29 344 Terugkeerbeleid

Nr. 153 BRIEF VAN DE STAATSSECRETARIS VAN JUSTITIE EN VEILIGHEID

Aan de Voorzitter van de Tweede Kamer der Staten-Generaal

Den Haag, 1 augustus 2023

Met deze brief bied ik u de Jaarbrief terugkeer vreemdelingen 2022 aan, waarmee de Inspectie voor Justitie en Veiligheid (hierna: de Inspectie) rapporteert over het oordeel dat zij heeft gevormd ten aanzien van de voorbereiding en begeleiding van terugkeer van vreemdelingen naar hun herkomstland of een ander land van bestendig verblijf in 2022.

Rapportage

Sinds 2021 hanteert de Inspectie het nationale toezichtsmodel, dat zich richt op thematisch onderzoek (Kamerstuk 29 344, nr. 151). Hierbij richt de Inspectie zich op onderzoek naar individuele terugkeeroperaties (tijdens de uitvoer daarvan), monitoring van het verloop van terugkeeroperaties aan de hand van rapportages van betrokken uitvoeringsorganisaties en thematisch onderzoek op het gebied van terugkeer. Tevens inspecteert zij internationale terugkeeroperaties van de Frontex pool van forced return monitors. Met de jaarlijkse rapportages door de Inspectie, wordt de stand van zaken rondom het terugkeerproces opgemaakt. Aanbevelingen uit deze rapportages kunnen door betrokken uitvoeringsorganisaties worden gebruikt om hun werkprocessen verder te verbeteren.

Conclusies

Ook over 2022 stelt de Inspectie vast dat terugkeer in de regel zorgvuldig wordt voorbereid en uitgevoerd. De Inspectie benoemt twee onderwerpen waar zij eerder over heeft gerapporteerd. Het eerste onderwerp betreft informatie-uitwisseling. De Inspectie signaleert in vergelijking met 2021 een verbetering als het gaat om de overdracht van relevante informatie voorafgaand aan de uitzetting. Wel wordt gewezen op het belang van het delen van informatie over bagage en gezondheid van de vreemdeling voor een rustige en veilige uitzetting. De Inspectie vraagt hiervoor blijvende aandacht. Het tweede onderwerp ziet op het gebruik van hulpmiddelen door DV&O en KMar. De Inspectie is positief dat DV&O ten opzichte van vorig jaar in mindere mate gebruik heeft gemaakt van hulpmiddelen en benoemt verder geen bijzonderheden.

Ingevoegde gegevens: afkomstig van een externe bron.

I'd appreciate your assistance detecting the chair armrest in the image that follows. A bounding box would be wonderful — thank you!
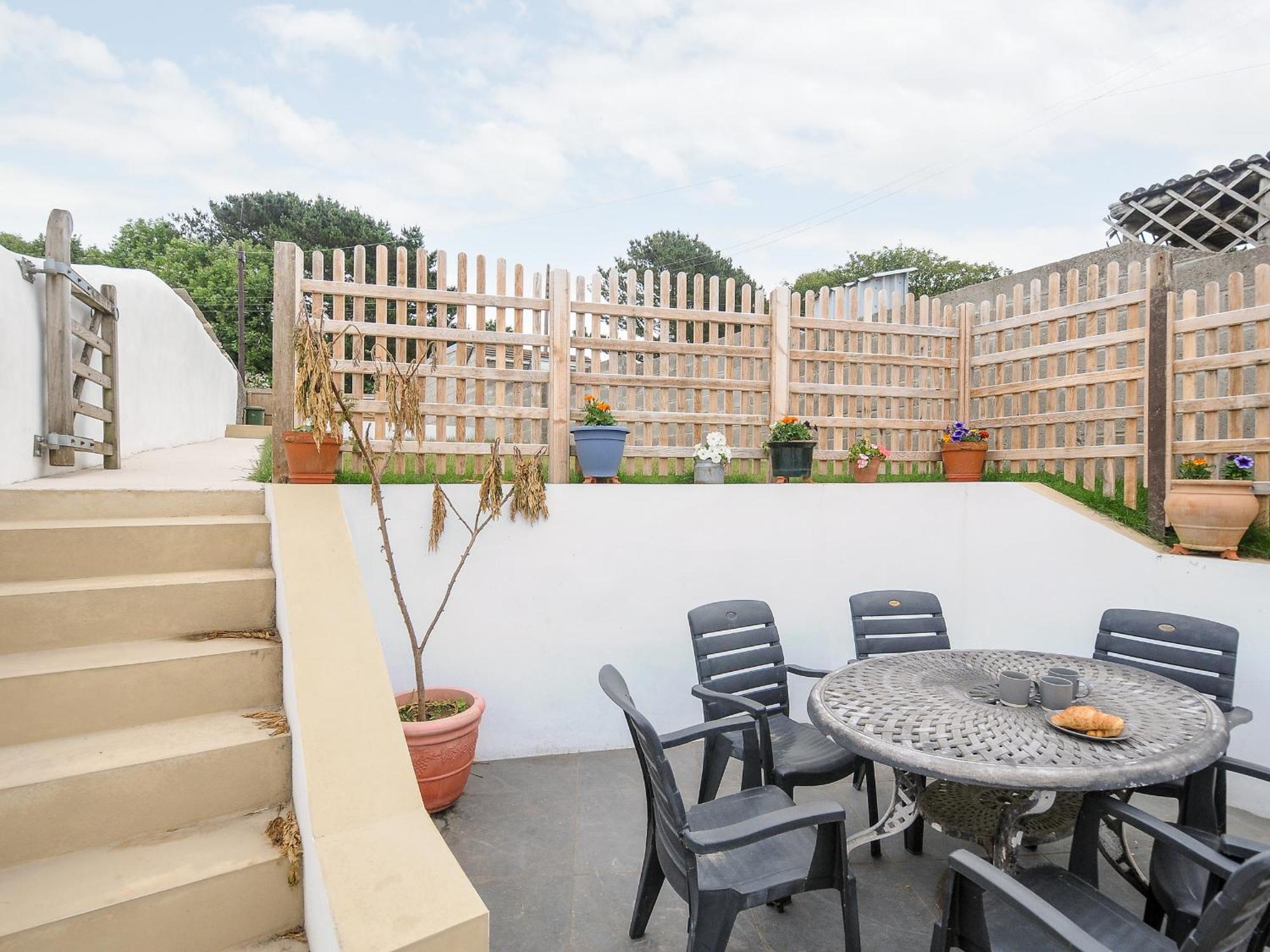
[785,661,829,680]
[660,715,754,748]
[1220,834,1270,863]
[683,800,847,856]
[1217,757,1270,783]
[1226,707,1252,727]
[1068,793,1238,880]
[944,849,1111,952]
[692,684,776,783]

Ten slotte verwijst de Inspectie naar het thematisch onderzoek «Verantwoord vertrek» dat zij op 8 november 2022 heeft gepubliceerd. Hierover heb ik de Tweede Kamer op 11 november 2022 geïnformeerd1.

Ik vraag aandacht bij de betrokken uitvoeringsorganisaties voor de aanbevelingen, om op basis daarvan het terugkeerproces nog verder te verbeteren. Tevens dank ik de Inspectie voor het onderzoek dat zij heeft verricht.

Tot slot merk ik op dat de Inspectie vanaf volgend jaar geen afzonderlijke jaarbrief over uitzettingen meer zal publiceren, maar bevindingen zal meenemen in haar algemene jaarbericht.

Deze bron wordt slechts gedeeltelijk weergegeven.